Depuis plus de dix ans, je consacre chaque année à l’étude d’un thème clinique chez Milton Erickson (amnésie, suggestions posthypnotiques, suggestions directes, phobies, traumatisme et autres). Cette recherche, l’enseignement dans les séminaires de formation et la pratique psychiatrique depuis quarante-cinq ans m’ont permis d’aboutir à deux synthèses, l’une sur le traumatisme mental (1), et l’autre qui est la récapitulation de mon expérience professionnelle dans mon livre Les chaussettes trouées (2). On peut comprendre une large partie de la pathologie psychiatrique à la lumière de l’hypnose, ce que j’ai appelé l’hypnopathologie. Après avoir fini ces deux ouvrages, Le traumatisme mental et Les chaussettes trouées, qui sont toute ma vie, mon cerveau s’est senti vidé, comme une éponge trop essorée. Alors je me suis mis à faire ce que je n’avais jamais fait jusque-là, de la cuisine, sérieusement, tous les jours, avec grand plaisir.

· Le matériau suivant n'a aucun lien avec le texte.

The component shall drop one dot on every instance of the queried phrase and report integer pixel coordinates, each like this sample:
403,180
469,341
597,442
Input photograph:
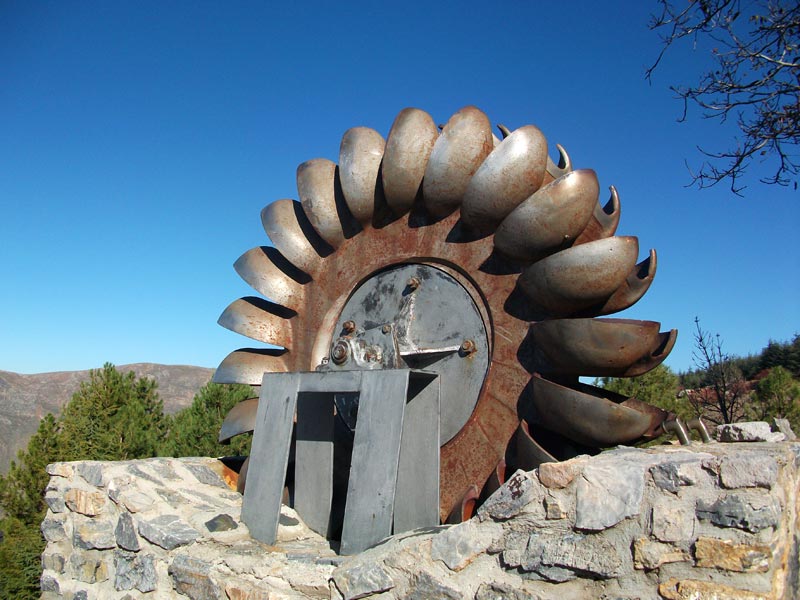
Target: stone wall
708,521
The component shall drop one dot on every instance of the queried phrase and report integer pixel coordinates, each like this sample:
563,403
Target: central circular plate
437,327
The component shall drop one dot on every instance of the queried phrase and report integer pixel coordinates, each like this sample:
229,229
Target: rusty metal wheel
525,244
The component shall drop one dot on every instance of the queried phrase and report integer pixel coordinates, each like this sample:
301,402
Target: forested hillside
112,416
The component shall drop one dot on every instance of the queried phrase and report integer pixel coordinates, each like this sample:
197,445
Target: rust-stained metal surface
408,149
551,219
580,277
510,174
587,414
599,347
465,142
525,237
360,156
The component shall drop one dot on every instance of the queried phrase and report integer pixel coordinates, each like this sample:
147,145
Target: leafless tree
723,398
755,80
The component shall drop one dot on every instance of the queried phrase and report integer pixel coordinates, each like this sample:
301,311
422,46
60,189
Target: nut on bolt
339,352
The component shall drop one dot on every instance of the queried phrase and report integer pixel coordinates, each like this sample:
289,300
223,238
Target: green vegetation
724,389
113,416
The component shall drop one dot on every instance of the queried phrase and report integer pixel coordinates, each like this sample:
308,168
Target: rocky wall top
707,521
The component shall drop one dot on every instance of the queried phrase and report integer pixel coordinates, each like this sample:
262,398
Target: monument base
714,520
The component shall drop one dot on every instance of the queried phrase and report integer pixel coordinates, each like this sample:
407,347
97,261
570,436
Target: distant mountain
25,399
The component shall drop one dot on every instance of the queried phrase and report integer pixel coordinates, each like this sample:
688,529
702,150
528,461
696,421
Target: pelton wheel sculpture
476,259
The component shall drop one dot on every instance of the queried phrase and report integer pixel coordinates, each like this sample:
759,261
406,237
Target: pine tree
111,417
194,430
777,395
658,387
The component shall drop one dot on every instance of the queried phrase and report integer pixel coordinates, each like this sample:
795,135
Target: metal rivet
339,353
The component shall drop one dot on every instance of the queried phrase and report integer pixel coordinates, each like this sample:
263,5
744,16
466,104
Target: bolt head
339,353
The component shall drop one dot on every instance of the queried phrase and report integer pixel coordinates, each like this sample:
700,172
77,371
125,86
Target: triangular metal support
393,483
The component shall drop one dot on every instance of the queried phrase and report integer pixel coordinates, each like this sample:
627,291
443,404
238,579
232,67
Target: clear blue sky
140,140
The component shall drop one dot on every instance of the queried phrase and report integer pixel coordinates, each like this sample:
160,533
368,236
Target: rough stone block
361,579
88,567
55,501
168,531
750,431
648,554
502,591
134,571
514,495
748,513
585,553
783,426
748,470
53,529
691,589
552,509
91,534
223,522
191,577
59,470
673,522
560,474
92,473
608,491
725,554
205,475
673,475
459,545
85,502
53,561
125,533
48,583
427,587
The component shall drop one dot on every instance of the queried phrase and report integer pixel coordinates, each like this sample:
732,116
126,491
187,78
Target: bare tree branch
755,79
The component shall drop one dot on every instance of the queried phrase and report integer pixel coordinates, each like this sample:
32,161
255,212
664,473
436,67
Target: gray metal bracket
394,473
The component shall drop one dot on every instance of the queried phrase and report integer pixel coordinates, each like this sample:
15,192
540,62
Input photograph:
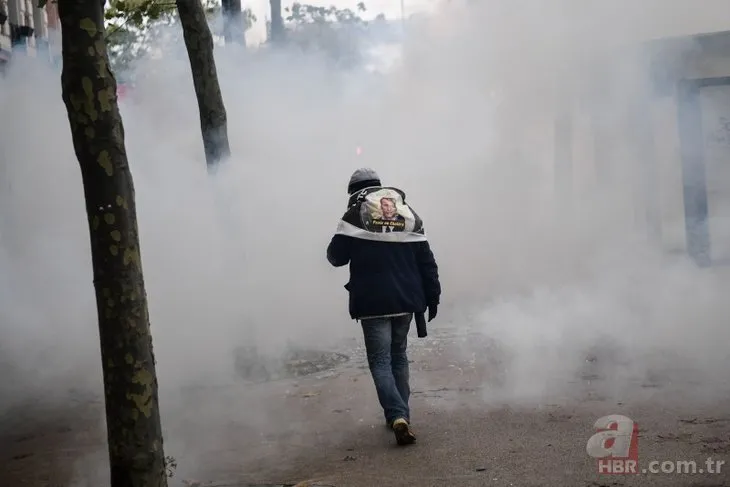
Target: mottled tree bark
199,44
277,22
136,455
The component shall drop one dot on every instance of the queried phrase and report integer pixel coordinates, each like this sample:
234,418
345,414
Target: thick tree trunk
234,31
136,454
277,22
199,44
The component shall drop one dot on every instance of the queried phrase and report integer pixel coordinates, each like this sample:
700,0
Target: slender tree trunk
199,44
234,31
277,22
136,454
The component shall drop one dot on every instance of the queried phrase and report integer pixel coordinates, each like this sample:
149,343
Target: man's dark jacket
386,277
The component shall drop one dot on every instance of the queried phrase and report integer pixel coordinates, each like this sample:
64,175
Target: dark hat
363,178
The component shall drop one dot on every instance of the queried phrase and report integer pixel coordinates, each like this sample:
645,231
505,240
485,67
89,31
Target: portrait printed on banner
385,211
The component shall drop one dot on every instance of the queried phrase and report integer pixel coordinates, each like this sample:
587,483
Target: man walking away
393,276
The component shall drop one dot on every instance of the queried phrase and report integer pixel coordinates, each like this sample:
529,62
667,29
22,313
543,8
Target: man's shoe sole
403,434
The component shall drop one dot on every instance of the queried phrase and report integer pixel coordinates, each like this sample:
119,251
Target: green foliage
304,13
336,33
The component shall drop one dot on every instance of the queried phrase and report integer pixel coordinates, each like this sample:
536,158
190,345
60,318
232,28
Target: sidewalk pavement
327,429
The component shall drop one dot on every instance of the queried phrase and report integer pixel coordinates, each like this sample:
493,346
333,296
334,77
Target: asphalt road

A la maison, personne ne s’y attendait et il a fallu qu’ils s’y habituent. Le 21 novembre dernier, à midi et quart, alors que je touillais des oignons dans une poêle, Jean-François Daubech m’est apparu, à l’esprit. C’était mon ancien chef de clinique du temps de l’internat, un psychanalyste orthodoxe et bienveillant. Dans les années 1995, il m’avait dit avoir compris ma dérive hypnotique : « En fait, Dominique, tu es le MacGyver de la thérapie. » J’ai ri bêtement car je ne savais pas qui était MacGyver et je ne m’y suis pas plus intéressé. Je savais vaguement que ce bricoleur de génie se sortait de situations désespérées à la dernière seconde grâce à son couteau suisse et à des bouts de sparadrap, mais je n’avais jamais vu la série télévisée. Bricoleur, bricolage : ding dong ! Mais bien sûr !
Depuis des années, je m’étais rendu compte que la thérapie n’était que du bricolage, et notre bricolage c’était l’effet placebo. Le reste, l’analyse psychologique, je l’avais abandonné aux praticiens intelligents doués pour les échecs : trop fort pour moi. Comme dit André Gide dans Les Faux-monnayeurs (3), « l’analyse psychologique a perdu pour moi tout intérêt du jour où je me se suis avisé que l’homme éprouve ce qu’il s’imagine éprouver ».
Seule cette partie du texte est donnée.